“Being an entrepreneur is tough, being a woman entrepreneur is tougher and being a young woman entrepreneur is tougher still,” Rinku Paul, co-author of Dare To Be quoted Pooja Warrier, who is a social entrepreneur, at the launch of Dare to Be, a book by Paul and Pooja Singhal. The book, which brings together stories of 14 upcoming women from different fields who are kicking ass in their respective arenas is testament to the fact that when women have the will, they will succeed, no matter what the obstacles. At the launch of the book, few of these highly inspiring women came and shared their experiences as they triumphed.
“we have just got one life might as well do it.”

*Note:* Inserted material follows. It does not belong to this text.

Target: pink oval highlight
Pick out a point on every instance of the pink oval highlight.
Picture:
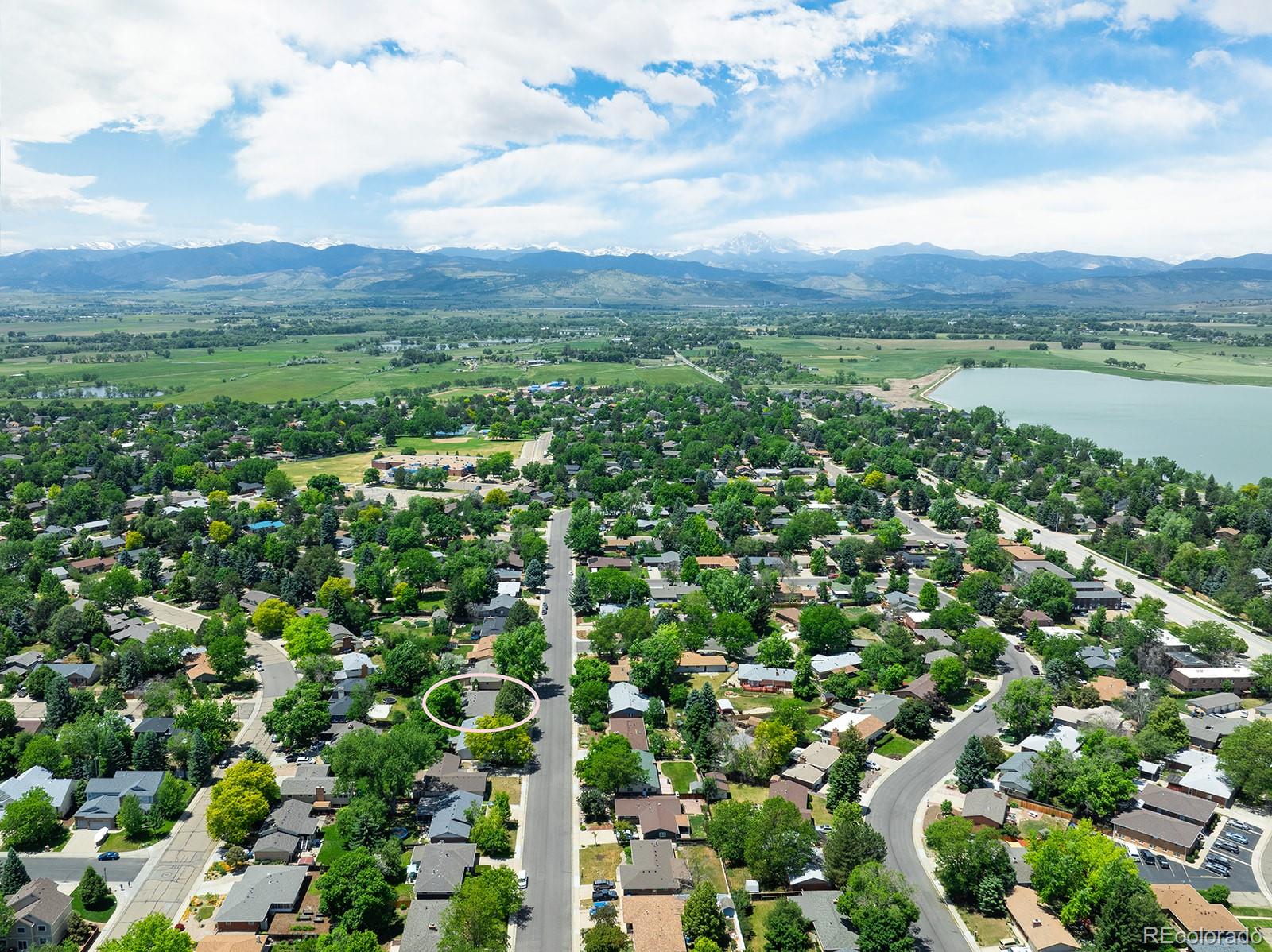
(534, 707)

It is important for women to stand up for themselves if they want to climb the ladder of success. Kanika Tekriwal, founder of JetSetGo, who was in a panel with Sairee Chahal, founder of Sheroes and Rinku Paul, talked about how it took her some time to actually give it back to the people who undervalued her. Once she was taken aback when she was asked to bring coffee at a meeting where she had gone to make a pitch, she then decided to not be taken lightly anymore. “From there on I made up my mind that I will go out there and get what I want without being taken for granted by anyone.”
While Tekriwal learnt it the hard way, Chahal urged women to go get their dreams because “we have just got one life might as well do it.” We also need to create more communication and tangible opportunities for women out there to become an entrepreneur as we move forward in this startup ecosystem.

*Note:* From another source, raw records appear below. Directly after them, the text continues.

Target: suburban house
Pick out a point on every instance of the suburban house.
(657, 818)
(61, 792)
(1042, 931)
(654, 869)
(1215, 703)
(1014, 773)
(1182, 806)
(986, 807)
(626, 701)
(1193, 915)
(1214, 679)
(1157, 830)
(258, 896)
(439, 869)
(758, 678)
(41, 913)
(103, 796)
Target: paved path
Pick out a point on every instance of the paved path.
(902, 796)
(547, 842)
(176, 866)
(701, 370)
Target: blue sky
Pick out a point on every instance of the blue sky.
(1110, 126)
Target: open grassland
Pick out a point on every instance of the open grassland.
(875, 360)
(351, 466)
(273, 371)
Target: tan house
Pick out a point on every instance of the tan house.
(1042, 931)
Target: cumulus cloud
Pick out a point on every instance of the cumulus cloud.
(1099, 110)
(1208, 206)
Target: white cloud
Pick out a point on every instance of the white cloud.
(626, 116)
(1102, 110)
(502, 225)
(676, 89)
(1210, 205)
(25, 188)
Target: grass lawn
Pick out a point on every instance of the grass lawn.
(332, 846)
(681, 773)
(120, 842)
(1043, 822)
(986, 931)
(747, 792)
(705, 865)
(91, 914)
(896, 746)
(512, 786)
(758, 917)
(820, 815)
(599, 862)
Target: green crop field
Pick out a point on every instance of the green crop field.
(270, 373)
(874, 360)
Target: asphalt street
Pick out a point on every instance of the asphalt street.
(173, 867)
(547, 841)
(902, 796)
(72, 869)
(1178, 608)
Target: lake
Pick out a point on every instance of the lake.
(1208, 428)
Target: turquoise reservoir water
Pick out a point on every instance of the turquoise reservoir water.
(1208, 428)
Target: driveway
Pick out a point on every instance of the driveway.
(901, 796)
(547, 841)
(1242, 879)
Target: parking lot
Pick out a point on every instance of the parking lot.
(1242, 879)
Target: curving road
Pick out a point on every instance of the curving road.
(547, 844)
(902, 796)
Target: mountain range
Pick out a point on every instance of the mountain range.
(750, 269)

Sonam Kalra, who has dabbled in advertising and acting before officially pursuing music discussed the importance of working for your own self. “When I started music, I took a leap, quit my job and jumped into an abyss. During that time I lost my voice for a year, I lost my mom and I thought I couldn’t sing anymore. So I did theatre for some time and that taught me a very beautiful thing- stop seeking validation from others. That is the worst thing we do to ourselves. We think what if they don’t like it?, Log kya kahenge (What will people say?).”

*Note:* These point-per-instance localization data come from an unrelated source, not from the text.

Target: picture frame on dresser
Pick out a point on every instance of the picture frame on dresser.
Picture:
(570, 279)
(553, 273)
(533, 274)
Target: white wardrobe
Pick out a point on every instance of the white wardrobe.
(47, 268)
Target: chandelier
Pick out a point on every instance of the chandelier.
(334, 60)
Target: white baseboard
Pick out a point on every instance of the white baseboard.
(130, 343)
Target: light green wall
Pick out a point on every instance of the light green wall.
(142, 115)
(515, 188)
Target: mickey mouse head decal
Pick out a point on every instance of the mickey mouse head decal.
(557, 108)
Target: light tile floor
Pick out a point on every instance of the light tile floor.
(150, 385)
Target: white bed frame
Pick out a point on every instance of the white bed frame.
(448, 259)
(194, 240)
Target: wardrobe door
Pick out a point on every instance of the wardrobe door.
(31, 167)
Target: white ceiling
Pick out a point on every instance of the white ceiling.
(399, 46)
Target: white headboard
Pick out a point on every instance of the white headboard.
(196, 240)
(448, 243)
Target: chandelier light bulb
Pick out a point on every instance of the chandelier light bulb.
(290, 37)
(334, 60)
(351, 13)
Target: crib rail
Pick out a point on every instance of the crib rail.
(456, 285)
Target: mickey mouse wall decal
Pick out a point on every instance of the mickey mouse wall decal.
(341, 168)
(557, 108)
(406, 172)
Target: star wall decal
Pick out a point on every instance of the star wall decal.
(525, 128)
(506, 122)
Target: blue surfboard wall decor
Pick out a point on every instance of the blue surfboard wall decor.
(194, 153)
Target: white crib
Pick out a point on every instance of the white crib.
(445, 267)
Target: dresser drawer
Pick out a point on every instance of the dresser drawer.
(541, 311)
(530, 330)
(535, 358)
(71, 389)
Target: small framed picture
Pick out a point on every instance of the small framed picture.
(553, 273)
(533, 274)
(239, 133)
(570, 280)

“stop seeking validation from others”
Post the motivational talk, the discussion deviated to how patriarchy hindered these women achieving their goals. Almost all of the women agreed to the fact that one of the initial challenges was cutting through male-dominance and proving their worth as a woman who could make moolah. Chahal revealed that her childhood days were spent in places like Muzzaffar Nagar where women weren’t allowed to even sit in the same room where men would be talking. For Abha Maryada Banerjee, an acknowledged motivational speaker, it was actually her own outspoken behaviour that was a trouble and an embarrassment to her parents. But she turned it around for herself and has now become India’s first female Motivational Speaker who is known both nationally and internationally.
Some great tips from successful women. We certainly were left suitably motivated!